My wife wanted $5 to replace her spoon, and I am not to beat myself up with her things.Again on that last.
I honestly thought it was mine. I couldn't sleep without hitting myself with it repeatedly, as well as whacking myself in the head with a phonebook.
As to why I hit myself...long story...
My wife bonds through us doing things together.
The thing is I'd just rather curl up around my agony at home then have to go out in public and try to act normal...well...then again, past the age of 4 when have I ever acted normal...hmm...
I act ok enough to not (a) be victimized, or (b) have emergency services called on me on the spot.
Being ambiguously gendered and kinda...Christopher-Walkenish? helps with the former, and cutting only on the nonvisible body parts helps with the latter.
At any rate:
I emailed my wife regarding going out together and said it was like she'd told someone with two broken femurs they needed to learn ballroom dancing to save their marriage.
But then I emailed her again...and told her I relinquish control.
She can compel me to do...whatever she wants in terms of bonding activities that please her, the only stipulation being that she not ask me whether I want to, I won't lie.
I don't want to do anything anymore, not even watch a movie, I try to focus and...*bloop* I get restless, I lose focus, the pain resurfaces and it all just seems bloody pointless.
But it will make her feel connected, so I have to.
This voluntary giving-up of the power to say no terrifies the living fuck out of me, because she...has no clue how to take me somewhere and not trigger me.
All she has to do is raise her voice in a vehicle, really, that's such a powerful trigger that I told her I want to start riding in the back of the pickup, and I really, really resent she won't let me ride in the back because it bothers her!
I'd rather she strapped me to the fucking hood like a trophy buck than shout at me.
But...I think I've gotten to the point where either I force myself or someone forces me to...I dunno, not be an animate corpse anymore.
If I were any less lively, they'd have to put me in the morgue at my job.
Speaking of which.
Speaking of which.
I really want to die.
And no, my wife's not holding me here.
I get the feeling she does not truly need me the way I need her or understand what I am going through, that's why.
When I remembered the first time dad raped me over the summer and was just...this ragged, gaping wound inside...she was working the night shift, so when I got home, got down on the floor and was rocking, shrieking until my voice went out...or sometimes it was my cuppy-chair, but you get the point.
She didn't get it when I told her how bad it was, and really I didn't feel safe telling her how bad it was anyway...so she was really shocked when she saw what I was calling "a good cry." Fetal position, age regression, screaming, shaking, rocking...that was every night for a couple of months this summer.
Squirrel still needs me.
He's still in a psych ward, still struggling. If I pull the trigger on myself I'm almost certainly doing so to him.
He's my anchor.
I'm what he has left...poor guy.
I told him I broke a wooden spoon on myself today, and he said "There's nothing I can say without being a hypocrite."
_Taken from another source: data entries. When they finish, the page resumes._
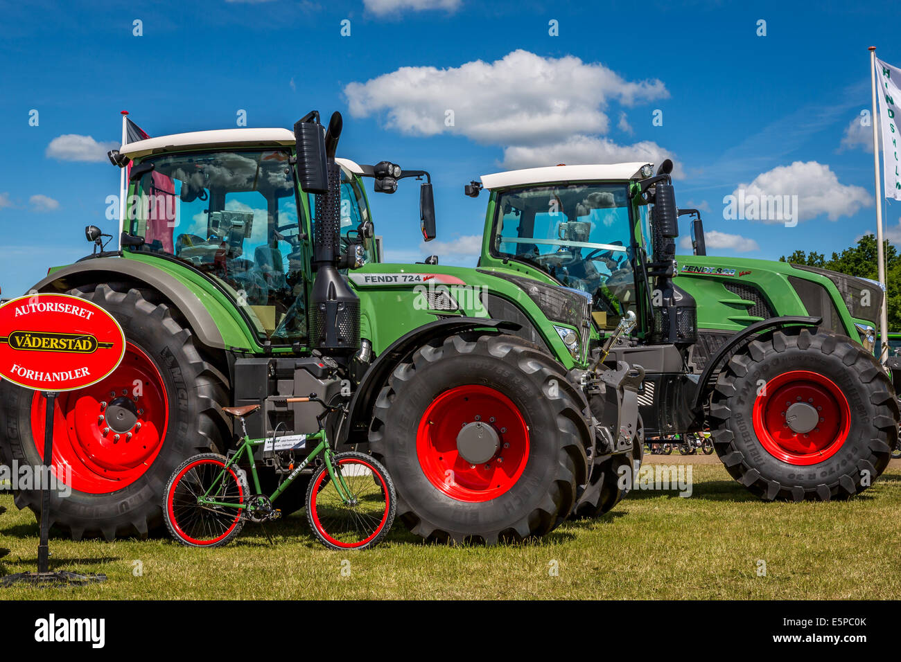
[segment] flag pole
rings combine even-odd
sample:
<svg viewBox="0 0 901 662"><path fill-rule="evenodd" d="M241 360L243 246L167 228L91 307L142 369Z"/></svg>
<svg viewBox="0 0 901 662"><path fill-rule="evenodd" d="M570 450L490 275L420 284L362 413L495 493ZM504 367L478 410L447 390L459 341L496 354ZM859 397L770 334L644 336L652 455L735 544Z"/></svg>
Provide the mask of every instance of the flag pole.
<svg viewBox="0 0 901 662"><path fill-rule="evenodd" d="M875 94L875 93L874 93ZM875 96L873 97L876 98ZM126 118L128 111L122 111L122 144L128 141L128 125ZM125 171L127 168L119 168L119 231L115 235L118 250L122 250L122 233L125 230L125 197L128 195L127 182L125 181Z"/></svg>
<svg viewBox="0 0 901 662"><path fill-rule="evenodd" d="M888 283L886 281L886 258L882 245L882 185L879 182L879 133L876 126L876 47L869 47L869 79L872 83L873 101L873 172L876 179L876 268L877 279L883 287L882 310L879 312L879 362L885 364L888 357Z"/></svg>

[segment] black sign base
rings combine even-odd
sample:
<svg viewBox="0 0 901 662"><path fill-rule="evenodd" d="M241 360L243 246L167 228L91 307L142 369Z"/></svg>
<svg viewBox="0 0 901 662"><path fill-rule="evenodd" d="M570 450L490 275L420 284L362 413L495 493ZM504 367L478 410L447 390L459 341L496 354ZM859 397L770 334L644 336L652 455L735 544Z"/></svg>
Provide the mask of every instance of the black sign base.
<svg viewBox="0 0 901 662"><path fill-rule="evenodd" d="M44 467L43 476L50 476L53 461L53 404L56 393L44 391ZM50 569L50 545L48 539L50 531L50 485L41 483L41 533L38 540L38 571L21 572L8 575L3 578L3 586L12 586L14 584L37 584L43 586L75 585L106 581L105 575L79 575L78 573ZM2 555L0 555L2 556Z"/></svg>
<svg viewBox="0 0 901 662"><path fill-rule="evenodd" d="M36 584L41 586L63 586L75 585L83 586L86 584L96 584L105 582L105 575L79 575L67 570L58 570L56 572L20 572L15 575L7 575L3 578L4 587L12 586L14 584Z"/></svg>

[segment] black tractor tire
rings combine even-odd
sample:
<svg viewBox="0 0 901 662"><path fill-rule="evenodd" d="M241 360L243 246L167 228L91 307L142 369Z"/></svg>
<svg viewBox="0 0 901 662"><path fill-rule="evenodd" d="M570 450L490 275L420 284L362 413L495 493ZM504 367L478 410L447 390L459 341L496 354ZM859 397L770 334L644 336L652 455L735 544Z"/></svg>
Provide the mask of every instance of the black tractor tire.
<svg viewBox="0 0 901 662"><path fill-rule="evenodd" d="M423 437L459 443L452 440L455 431L462 430L460 421L464 426L467 420L475 424L476 412L460 406L439 415L441 410L433 407L447 398L465 404L462 396L453 398L475 389L500 394L497 397L510 407L505 419L518 415L519 423L527 426L527 453L524 445L512 442L508 449L497 451L514 458L520 449L515 466L522 473L517 477L513 471L514 459L504 465L513 475L506 491L492 498L450 494L448 490L460 489L456 482L439 489L423 466L441 457L431 446L417 449ZM493 413L503 409L487 409L485 419L496 415L497 423L503 423L501 414ZM576 501L577 486L587 482L586 449L592 443L587 411L584 395L567 380L560 365L535 346L510 335L461 333L432 340L396 366L374 407L369 448L394 479L397 514L414 534L450 543L517 541L543 536L563 521ZM437 427L427 427L432 425ZM498 432L502 443L512 439L505 431ZM463 458L460 448L452 453ZM461 472L476 470L468 461L461 466Z"/></svg>
<svg viewBox="0 0 901 662"><path fill-rule="evenodd" d="M592 468L589 485L573 506L571 517L600 517L613 510L629 494L643 461L644 428L639 417L632 452L598 458Z"/></svg>
<svg viewBox="0 0 901 662"><path fill-rule="evenodd" d="M717 377L710 413L726 470L767 501L856 494L886 468L898 438L885 371L857 342L818 329L776 331L735 353ZM802 423L817 427L805 437Z"/></svg>
<svg viewBox="0 0 901 662"><path fill-rule="evenodd" d="M93 493L73 488L68 497L51 491L50 523L74 540L144 537L159 527L163 522L160 495L173 470L193 455L222 452L230 429L222 412L228 403L228 380L201 354L190 329L173 316L177 313L157 302L153 292L141 292L126 284L111 285L83 286L68 294L92 301L110 313L122 326L126 341L138 348L159 372L160 392L165 389L168 402L168 413L159 414L166 422L166 434L143 474L121 489L114 484L112 489L101 486ZM120 371L127 369L130 356L126 352L123 364L101 384L115 384ZM82 393L78 392L79 396ZM32 431L32 395L8 382L0 383L0 429L5 431L0 450L6 463L14 460L32 467L42 463L43 440L35 440ZM63 406L60 399L62 394L58 407ZM54 454L61 448L56 441L58 435L68 433L65 425L54 428ZM40 518L39 491L15 491L14 500L20 509L31 508Z"/></svg>

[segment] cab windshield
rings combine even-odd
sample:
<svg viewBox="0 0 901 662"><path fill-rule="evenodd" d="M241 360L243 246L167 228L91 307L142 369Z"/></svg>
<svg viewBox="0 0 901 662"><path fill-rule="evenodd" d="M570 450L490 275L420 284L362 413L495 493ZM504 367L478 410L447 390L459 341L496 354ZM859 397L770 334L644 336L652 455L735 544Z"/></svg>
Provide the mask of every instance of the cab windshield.
<svg viewBox="0 0 901 662"><path fill-rule="evenodd" d="M136 168L130 233L213 277L278 344L306 338L305 242L287 150L165 154ZM137 175L137 173L135 173ZM305 209L302 213L305 213Z"/></svg>
<svg viewBox="0 0 901 662"><path fill-rule="evenodd" d="M570 184L497 195L492 247L592 297L595 321L616 326L635 306L625 184Z"/></svg>

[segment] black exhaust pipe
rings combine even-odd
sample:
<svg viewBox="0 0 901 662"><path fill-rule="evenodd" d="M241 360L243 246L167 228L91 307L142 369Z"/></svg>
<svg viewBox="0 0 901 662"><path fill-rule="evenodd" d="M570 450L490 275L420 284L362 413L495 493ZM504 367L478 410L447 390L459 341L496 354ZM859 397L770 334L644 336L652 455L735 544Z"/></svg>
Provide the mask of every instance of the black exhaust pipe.
<svg viewBox="0 0 901 662"><path fill-rule="evenodd" d="M338 271L341 257L341 168L334 158L341 123L341 113L334 113L324 137L328 188L324 195L317 194L315 198L313 268L316 276L313 281L307 320L312 349L327 354L349 355L359 348L359 298L348 287ZM297 144L299 148L300 142ZM298 161L301 158L298 153Z"/></svg>

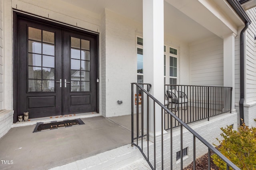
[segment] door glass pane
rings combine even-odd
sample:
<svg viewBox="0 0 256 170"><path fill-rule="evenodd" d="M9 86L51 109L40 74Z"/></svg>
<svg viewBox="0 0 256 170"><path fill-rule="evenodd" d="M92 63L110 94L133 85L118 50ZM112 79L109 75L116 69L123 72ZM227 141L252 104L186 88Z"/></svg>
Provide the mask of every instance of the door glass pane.
<svg viewBox="0 0 256 170"><path fill-rule="evenodd" d="M29 27L28 34L28 91L54 92L54 33Z"/></svg>
<svg viewBox="0 0 256 170"><path fill-rule="evenodd" d="M81 39L81 49L90 51L90 41L85 39Z"/></svg>
<svg viewBox="0 0 256 170"><path fill-rule="evenodd" d="M71 69L80 70L80 60L71 59Z"/></svg>
<svg viewBox="0 0 256 170"><path fill-rule="evenodd" d="M71 81L71 92L80 92L80 82Z"/></svg>
<svg viewBox="0 0 256 170"><path fill-rule="evenodd" d="M81 70L90 71L90 61L81 61Z"/></svg>
<svg viewBox="0 0 256 170"><path fill-rule="evenodd" d="M173 66L177 67L177 58L173 57Z"/></svg>
<svg viewBox="0 0 256 170"><path fill-rule="evenodd" d="M80 70L71 70L71 80L80 80Z"/></svg>
<svg viewBox="0 0 256 170"><path fill-rule="evenodd" d="M90 82L81 82L81 91L82 92L90 91Z"/></svg>
<svg viewBox="0 0 256 170"><path fill-rule="evenodd" d="M177 68L176 67L173 68L173 76L177 77Z"/></svg>
<svg viewBox="0 0 256 170"><path fill-rule="evenodd" d="M43 30L43 42L54 44L54 33Z"/></svg>
<svg viewBox="0 0 256 170"><path fill-rule="evenodd" d="M42 81L38 80L28 80L29 92L41 92Z"/></svg>
<svg viewBox="0 0 256 170"><path fill-rule="evenodd" d="M42 54L42 43L28 40L28 52Z"/></svg>
<svg viewBox="0 0 256 170"><path fill-rule="evenodd" d="M41 79L41 67L28 66L28 78Z"/></svg>
<svg viewBox="0 0 256 170"><path fill-rule="evenodd" d="M43 80L42 83L43 92L54 92L54 80Z"/></svg>
<svg viewBox="0 0 256 170"><path fill-rule="evenodd" d="M71 49L71 57L72 59L80 59L80 50Z"/></svg>
<svg viewBox="0 0 256 170"><path fill-rule="evenodd" d="M71 37L71 92L90 91L90 43L88 40Z"/></svg>
<svg viewBox="0 0 256 170"><path fill-rule="evenodd" d="M41 41L42 39L41 29L28 27L28 39Z"/></svg>
<svg viewBox="0 0 256 170"><path fill-rule="evenodd" d="M71 37L71 47L80 49L80 39Z"/></svg>
<svg viewBox="0 0 256 170"><path fill-rule="evenodd" d="M48 44L43 44L43 54L54 55L54 45Z"/></svg>
<svg viewBox="0 0 256 170"><path fill-rule="evenodd" d="M43 55L43 66L54 68L54 57Z"/></svg>
<svg viewBox="0 0 256 170"><path fill-rule="evenodd" d="M81 71L81 80L90 81L90 72Z"/></svg>
<svg viewBox="0 0 256 170"><path fill-rule="evenodd" d="M90 51L85 50L81 51L81 59L90 61Z"/></svg>
<svg viewBox="0 0 256 170"><path fill-rule="evenodd" d="M143 76L141 75L137 75L137 82L138 83L143 83Z"/></svg>
<svg viewBox="0 0 256 170"><path fill-rule="evenodd" d="M28 65L42 66L42 55L28 53Z"/></svg>
<svg viewBox="0 0 256 170"><path fill-rule="evenodd" d="M43 67L43 79L54 80L54 69Z"/></svg>

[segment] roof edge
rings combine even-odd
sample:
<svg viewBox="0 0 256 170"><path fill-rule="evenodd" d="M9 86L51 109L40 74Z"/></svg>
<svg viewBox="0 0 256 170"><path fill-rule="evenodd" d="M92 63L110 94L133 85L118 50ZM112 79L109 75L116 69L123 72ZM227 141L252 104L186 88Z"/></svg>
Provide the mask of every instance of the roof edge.
<svg viewBox="0 0 256 170"><path fill-rule="evenodd" d="M226 0L243 21L250 24L252 21L237 0Z"/></svg>

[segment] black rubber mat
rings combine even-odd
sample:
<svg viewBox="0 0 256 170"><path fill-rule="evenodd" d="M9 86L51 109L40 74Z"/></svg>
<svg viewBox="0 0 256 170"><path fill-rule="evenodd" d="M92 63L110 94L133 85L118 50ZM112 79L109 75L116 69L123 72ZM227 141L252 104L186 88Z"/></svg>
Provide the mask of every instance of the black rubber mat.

This last month he cut badly enough that, in his words, he was "leaking too much." So, having a needle and thread he handily sewed himself up again.
The psych people took away his needle and thread.
Guess they want him sutured by professionals then.
No, he's not doing so well either.
I told him I loved him, he told me he loved me, I teared up That part is usual.
Hmm, think I need to curl up in the office chair. Yeah, I'm putting on weight again, dammit. Fetal position in chair is becoming not so comfy.
I ought to force myself to bicycle when I go home tonight. I really ought.
Today I saw the ospreys are back from wherever it is they winter.
I might go for a trespass down there, but that pair is too wary to let me get anywhere near close enough for my camera to take a good picture.
The willow tree is in bloom, and covered with bees. In about a month or so it will start putting out fuzz like the world's biggest dandelion.
The bird feeder I made last year has finally been discovered by a pair of cardinals. The feeder is literally leaning up against the window, and so the birds are right there.
The cats find this amazing
I am finding squashed little turtles on the road. I keep thinking if I find a live one I might keep it-I'm pretty good with turtles...but then again, I already feed too many animals as it is.
I still need to get my motorcycle hauled to a shop and repaired. Need to see about having that done, should see if I can schedule a wrecker on Friday or Saturday.